Nesse prisma, o Superior Tribunal de Justiça admite que o juízo criminal que determinou a constrição adote providências para expedir determinações aos órgãos administrativos visando à correção de registros decorrentes de seus julgados, alinhando-se ao art. 61, § 12, e art. 63, § 4º-A, inciso I, da Lei nº 11.343/2006, os quais impõem ordens de averbação e desoneração às secretarias de fazenda e órgãos de trânsito.

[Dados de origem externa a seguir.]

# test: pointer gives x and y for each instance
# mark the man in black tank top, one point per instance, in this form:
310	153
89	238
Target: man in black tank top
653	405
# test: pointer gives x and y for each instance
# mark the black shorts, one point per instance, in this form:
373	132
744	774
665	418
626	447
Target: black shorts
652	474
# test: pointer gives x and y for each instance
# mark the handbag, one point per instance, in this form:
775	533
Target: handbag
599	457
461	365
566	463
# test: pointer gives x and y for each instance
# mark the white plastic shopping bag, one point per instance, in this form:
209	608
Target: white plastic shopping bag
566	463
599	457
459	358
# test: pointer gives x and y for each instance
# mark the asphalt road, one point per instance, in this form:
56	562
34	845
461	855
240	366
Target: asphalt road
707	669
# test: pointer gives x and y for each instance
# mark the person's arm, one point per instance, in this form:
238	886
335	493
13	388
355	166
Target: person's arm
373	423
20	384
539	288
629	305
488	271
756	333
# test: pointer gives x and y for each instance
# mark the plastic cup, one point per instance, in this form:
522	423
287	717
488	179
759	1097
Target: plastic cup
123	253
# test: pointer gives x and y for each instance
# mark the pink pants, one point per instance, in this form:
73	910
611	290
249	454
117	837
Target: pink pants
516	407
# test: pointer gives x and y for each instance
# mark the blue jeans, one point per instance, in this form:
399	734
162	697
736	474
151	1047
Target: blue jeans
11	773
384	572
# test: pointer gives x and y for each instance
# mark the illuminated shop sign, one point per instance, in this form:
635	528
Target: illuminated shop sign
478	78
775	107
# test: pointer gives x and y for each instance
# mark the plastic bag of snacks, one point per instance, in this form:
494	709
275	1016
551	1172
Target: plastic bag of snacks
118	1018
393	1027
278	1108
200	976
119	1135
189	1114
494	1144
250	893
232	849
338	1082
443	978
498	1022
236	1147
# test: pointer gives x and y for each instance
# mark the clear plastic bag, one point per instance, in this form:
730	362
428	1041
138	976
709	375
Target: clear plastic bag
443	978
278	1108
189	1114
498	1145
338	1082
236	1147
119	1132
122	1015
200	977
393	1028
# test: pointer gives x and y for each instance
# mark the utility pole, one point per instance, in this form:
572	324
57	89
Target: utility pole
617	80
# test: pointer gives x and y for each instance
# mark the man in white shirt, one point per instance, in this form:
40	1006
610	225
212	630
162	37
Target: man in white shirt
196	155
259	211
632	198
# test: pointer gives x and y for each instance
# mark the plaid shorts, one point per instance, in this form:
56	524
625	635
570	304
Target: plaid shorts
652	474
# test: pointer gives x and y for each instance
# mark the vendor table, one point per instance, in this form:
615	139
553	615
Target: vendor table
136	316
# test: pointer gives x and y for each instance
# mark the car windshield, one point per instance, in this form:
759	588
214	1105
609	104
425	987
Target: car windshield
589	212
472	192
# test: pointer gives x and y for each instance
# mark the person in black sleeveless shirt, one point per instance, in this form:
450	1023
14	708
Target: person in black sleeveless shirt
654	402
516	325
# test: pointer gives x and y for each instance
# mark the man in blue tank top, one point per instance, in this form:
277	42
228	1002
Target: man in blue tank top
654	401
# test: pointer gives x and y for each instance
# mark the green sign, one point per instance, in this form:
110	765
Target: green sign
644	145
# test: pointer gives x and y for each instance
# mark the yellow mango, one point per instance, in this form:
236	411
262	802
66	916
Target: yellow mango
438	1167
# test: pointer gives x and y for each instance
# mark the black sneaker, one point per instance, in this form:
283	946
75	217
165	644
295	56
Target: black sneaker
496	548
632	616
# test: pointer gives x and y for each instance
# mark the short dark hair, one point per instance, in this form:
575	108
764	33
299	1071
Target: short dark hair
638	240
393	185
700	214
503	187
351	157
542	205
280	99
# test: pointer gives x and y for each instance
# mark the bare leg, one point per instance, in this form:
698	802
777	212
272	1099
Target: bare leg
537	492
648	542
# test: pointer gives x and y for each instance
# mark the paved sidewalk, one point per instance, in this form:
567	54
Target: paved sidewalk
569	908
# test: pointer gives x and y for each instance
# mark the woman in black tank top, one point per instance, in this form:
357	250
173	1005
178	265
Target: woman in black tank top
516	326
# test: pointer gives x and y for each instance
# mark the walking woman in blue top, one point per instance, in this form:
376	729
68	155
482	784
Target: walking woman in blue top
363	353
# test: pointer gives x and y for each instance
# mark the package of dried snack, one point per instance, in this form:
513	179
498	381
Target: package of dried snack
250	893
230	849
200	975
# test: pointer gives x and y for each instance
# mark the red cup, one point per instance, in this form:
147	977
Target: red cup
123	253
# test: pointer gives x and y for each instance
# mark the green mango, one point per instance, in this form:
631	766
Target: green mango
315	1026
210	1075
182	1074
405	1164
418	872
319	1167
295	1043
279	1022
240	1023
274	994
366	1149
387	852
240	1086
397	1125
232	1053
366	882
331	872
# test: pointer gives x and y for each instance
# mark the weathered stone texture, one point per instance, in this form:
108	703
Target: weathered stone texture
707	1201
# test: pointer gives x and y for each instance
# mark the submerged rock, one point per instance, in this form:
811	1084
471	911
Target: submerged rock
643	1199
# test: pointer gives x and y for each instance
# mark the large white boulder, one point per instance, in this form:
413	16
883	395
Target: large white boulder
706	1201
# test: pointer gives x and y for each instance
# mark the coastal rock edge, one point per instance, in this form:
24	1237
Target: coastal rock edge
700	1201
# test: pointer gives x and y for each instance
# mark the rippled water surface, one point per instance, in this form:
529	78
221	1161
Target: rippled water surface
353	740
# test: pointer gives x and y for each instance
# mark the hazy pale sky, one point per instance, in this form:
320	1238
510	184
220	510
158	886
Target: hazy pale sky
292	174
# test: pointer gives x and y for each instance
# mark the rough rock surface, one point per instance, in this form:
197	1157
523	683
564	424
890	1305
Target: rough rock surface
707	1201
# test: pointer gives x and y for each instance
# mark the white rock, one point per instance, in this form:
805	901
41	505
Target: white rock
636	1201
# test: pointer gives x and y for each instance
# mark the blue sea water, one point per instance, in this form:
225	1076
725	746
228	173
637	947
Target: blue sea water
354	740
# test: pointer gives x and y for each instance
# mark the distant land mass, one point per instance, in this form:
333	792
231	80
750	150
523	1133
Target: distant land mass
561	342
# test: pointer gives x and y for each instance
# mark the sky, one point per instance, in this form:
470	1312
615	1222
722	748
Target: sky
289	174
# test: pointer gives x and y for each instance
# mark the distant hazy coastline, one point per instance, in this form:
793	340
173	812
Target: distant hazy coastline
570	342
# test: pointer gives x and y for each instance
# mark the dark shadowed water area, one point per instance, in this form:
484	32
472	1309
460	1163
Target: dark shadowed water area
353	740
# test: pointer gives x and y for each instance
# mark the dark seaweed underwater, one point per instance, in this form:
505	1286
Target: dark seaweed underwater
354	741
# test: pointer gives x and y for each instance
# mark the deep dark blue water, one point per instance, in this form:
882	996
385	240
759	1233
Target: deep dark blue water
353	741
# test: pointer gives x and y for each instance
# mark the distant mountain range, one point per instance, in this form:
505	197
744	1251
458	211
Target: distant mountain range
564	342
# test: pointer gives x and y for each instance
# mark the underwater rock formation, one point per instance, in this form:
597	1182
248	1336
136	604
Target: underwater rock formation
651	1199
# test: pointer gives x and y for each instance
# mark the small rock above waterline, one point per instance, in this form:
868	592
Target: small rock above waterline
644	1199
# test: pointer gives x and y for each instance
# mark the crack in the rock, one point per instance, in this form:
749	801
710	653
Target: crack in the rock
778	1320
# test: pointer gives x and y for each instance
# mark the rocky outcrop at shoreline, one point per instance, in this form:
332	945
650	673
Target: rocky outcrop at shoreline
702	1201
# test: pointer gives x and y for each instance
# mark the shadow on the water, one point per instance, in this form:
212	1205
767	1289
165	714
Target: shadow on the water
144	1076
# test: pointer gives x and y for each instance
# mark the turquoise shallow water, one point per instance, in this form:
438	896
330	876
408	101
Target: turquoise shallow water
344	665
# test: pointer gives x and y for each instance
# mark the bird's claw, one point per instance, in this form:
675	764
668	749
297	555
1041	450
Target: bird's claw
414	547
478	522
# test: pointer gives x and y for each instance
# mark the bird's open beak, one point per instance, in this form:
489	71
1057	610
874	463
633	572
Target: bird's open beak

Por conseguinte, cabe a desvinculação formal do automóvel do registro de Maria do Carmo Bento da Luz com efeitos retroativos à data da apreensão (11/01/2018), bem como a desconstituição de todos os créditos tributários de IPVA e taxas de licenciamento lançados desde então, com o consequente cancelamento das certidões de dívida ativa correlatas e o levantamento imediato dos protestos cartorários.
3. DISPOSITIVO
Ante o exposto, com fundamento no parecer do Ministério Público e no art. 63, § 4º-A, inciso I, da Lei nº 11.343/2006, DEFIRO OS PEDIDOS formulados pela terceira interessada Maria do Carmo Bento da Luz, determinando as seguintes providências:
a) expedição de ofício ao Departamento Estadual de Trânsito do Estado do Tocantins (DETRAN/TO), para que proceda à imediata e definitiva desvinculação do veículo GM Classic LS, ano de fabricação 2015 e modelo 2016, cor branca, motor nº FD9M15419, chassi nº 8AGSU1920GR115696, placa QKB-6176 (e/ou cadastrado equivocadamente como QKB-6576), do nome e do CPF (nº 113.826.511-04) de Maria do Carmo Bento da Luz, com efeitos retroativos à data da apreensão policial em 11/01/2018, registrando-se o perdimento definitivo e a sua condição de sucata;
b) expedição de ofício à Secretaria da Fazenda do Estado do Tocantins (SEFAZ/TO), requisitando a desconstituição e anulação de todos os débitos de IPVA, taxas e encargos incidentes sobre o mencionado automóvel a partir do exercício financeiro de 2018, cancelando-se eventuais Certidões de Dívida Ativa (CDAs) emitidas em desfavor de Maria do Carmo Bento da Luz relativas ao veículo em apreço;
c) expedição de ofício ao Cartório de Registro Civil de Pessoas Jurídicas, Títulos e Documentos e Tabelionato de Protesto da Comarca de Palmas/TO, ordenando a sustação e o cancelamento definitivo de qualquer protesto existente contra a requerente Maria do Carmo Bento da Luz decorrente de débitos vinculados ao referido automóvel, especialmente aquele tombado sob o protocolo nº 5f4e902d-eb92-4c7f-a81b-c528912287e3 (evento 163, PET1), com isenção de despesas cartorárias à requerente, recaindo os ônus sobre a Fazenda Pública Estadual em razão da indevida emissão;
d) expedição de comunicação formal à Secretaria Nacional de Políticas sobre Drogas e Gestão de Ativos (SENAD), com envio de cópia desta decisão e do Laudo Pericial nº 2025.0136090 (Evento 162), informando a autorização judicial para a destruição, descaracterização total e destinação do material residual exclusivamente para reciclagem siderúrgica, em conformidade com o Ofício nº 4172/2026/DCAD/CACDA/CGA-DGA/DGA/SENAD/MJ (evento 184, OFIC1).
Intimem-se a terceira interessada e o Ministério Público.
Cumpra-se com urgência.
Palmas - TO, data e hora certificada pelo sistema.